BACKGROUND: Gliomas are commonly detected in patients with neurofibromatosis type 1 (NF1) at an early age. Few patients with NF1 are diagnosed with glioblastoma. The course of management, response to therapy, and prognosis of such patients are unknown. Few reports have shown longer-than-average survival rates for patients with NF1 with glioblastoma. OBSERVATIONS: A 27-year-old man with NF1 presented with symptoms of high intracranial pressure. Imaging and pathology showed left frontotemporal glioblastoma. Gross total resection was achieved, and concurrent chemoradiotherapy was administered. Recurrence of tumor was detected 48 months later, and the patient underwent tumor debulking and concurrent chemoradiotherapy. The patient received first-, second-, and third-line chemotherapy (temozolomide, bevacizumab, bevacizumab/irinotecan) with good tolerance and has survived >10 years since then with good functional status.
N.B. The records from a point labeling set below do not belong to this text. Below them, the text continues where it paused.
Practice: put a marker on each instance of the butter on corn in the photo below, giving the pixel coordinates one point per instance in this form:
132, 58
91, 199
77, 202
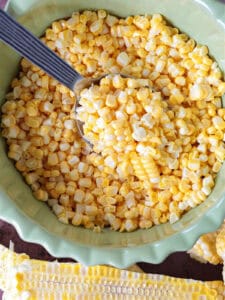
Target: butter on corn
25, 278
210, 247
139, 134
38, 122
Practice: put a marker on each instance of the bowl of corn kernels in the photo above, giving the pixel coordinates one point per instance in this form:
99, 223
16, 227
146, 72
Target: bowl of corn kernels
153, 180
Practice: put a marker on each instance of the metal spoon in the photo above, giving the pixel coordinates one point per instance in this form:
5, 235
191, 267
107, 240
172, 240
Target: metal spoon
24, 42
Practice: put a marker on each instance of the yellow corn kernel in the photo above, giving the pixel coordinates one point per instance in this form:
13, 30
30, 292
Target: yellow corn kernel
41, 195
52, 159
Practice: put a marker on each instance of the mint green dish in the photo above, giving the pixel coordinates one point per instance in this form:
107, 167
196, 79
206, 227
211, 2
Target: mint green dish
203, 20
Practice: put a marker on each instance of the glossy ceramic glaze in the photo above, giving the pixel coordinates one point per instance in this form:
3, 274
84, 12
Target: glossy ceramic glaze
203, 20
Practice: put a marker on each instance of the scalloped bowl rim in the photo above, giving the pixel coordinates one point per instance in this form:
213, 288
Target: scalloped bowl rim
122, 257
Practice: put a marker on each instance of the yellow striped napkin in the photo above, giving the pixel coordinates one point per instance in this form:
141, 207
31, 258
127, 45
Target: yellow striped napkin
24, 278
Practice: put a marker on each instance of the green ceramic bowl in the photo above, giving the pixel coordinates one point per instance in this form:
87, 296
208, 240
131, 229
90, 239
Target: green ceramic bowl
204, 20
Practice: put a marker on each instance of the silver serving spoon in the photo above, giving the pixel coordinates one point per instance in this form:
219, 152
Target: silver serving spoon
24, 42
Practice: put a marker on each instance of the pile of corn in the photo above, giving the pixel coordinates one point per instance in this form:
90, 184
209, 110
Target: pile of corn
81, 186
24, 278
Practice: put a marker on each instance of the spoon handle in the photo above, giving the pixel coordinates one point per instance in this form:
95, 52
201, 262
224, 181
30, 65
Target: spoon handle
24, 42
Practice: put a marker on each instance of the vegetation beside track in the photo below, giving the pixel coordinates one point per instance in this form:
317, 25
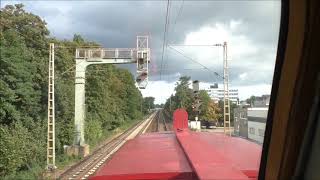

LESSONS: This case demonstrates >10 years overall survival of glioblastoma in a patient with NF1. Reports of patients with NF1 with longer survival may be attributed to the young age at diagnosis and relatively better tolerance for therapy. It might also support the growing evidence of a unique subset of glioblastoma associated with NF1 and opens the door for a more molecular targeted therapy in the future.

Neurofibromatosis type 1 (NF1) is an autosomal dominant tumor predisposition syndrome. Patients with NF1 are diagnosed clinically and radiologically with pathognomonic cutaneous and neural axis tumors.[1] Gliomas are commonly detected early in life and are usually low-grade tumors.[2] Although patients with NF1 are at a higher risk of glioblastoma than the general population, they are relatively uncommon compared with low-grade gliomas in patients with NF1.[3] The epidemiology, pathogenesis, prognosis, and survival of such patients are poorly understood. There are few reports on gliomas that are more aggressive than predicted in patients with NF1,[4] whereas other reports have shown prolonged glioblastoma survival in the same population,[5] with the longest reported overall survival being 104.4 months (8.7 years).[5] In pediatric patients with NF1, although they are at a higher risk of developing glioblastoma, they have a better prognosis than their non-NF1 peers.[6] This might indicate a different genetic landscape of glioblastoma in patients with NF1 and perhaps the need for different or combined therapy in this population.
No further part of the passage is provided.